“No hay muchos países con esos registros en los últimos años y Argentina es uno de ellos. No nos equivoquemos, la única razón por la que ese fue el caso es porque durante los últimos diez años el Banco Central fue parte del Tesoro, más que un banco central verdaderamente independiente”, explicó el ministro de Hacienda y Finanzas.

La última reforma a la Carta Orgánica fue aprobada por el Congreso Nacional en 2012, cuando el kirchnerismo tenía mayoría propia en ambas Cámaras. Fue una reforma que buscó regularizar el uso de las reservas monetarias para el pago de la deuda externa. Y también le permitió al Poder Ejecutivo usar al BCRA como principal fuente de financiamiento del déficit fiscal.

También le otorgó facultades al directorio del Central para regular la tasa de interés que los bancos les cobran a sus acreedores y les pagan a los ahorristas.
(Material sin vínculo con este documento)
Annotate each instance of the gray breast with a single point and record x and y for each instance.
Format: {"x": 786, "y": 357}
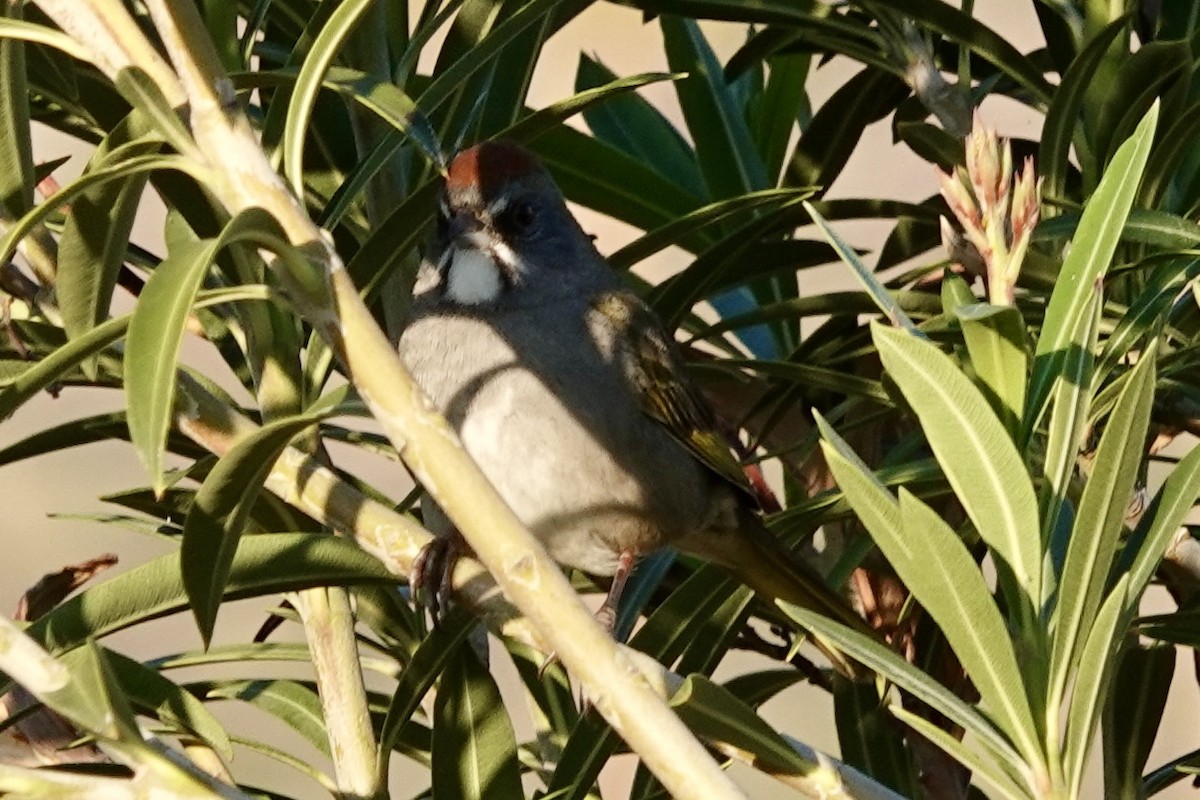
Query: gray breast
{"x": 553, "y": 426}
La actual Carta Orgánica mantiene como límite de financiamiento al Tesoro un monto que no puede superar el 12% de la base monetaria, más 10% de la recaudación del último año, pero se contempla como ‘facultad excepcional‘ por 18 meses otro 10%.

Uno de los atajos que encontraron las autoridades monetarias del kirchnerismo para financiar al Tesoro por encima de esos límites era computar como ganancia el efecto de la depreciación del peso frente al dólar. Como las reservas en dólares aumentaban (en pesos) a la par de la devaluación, esa ganancia artificial era girada a su único accionista, el Poder Ejecutivo, que no se veía en la obligación de devolverlas.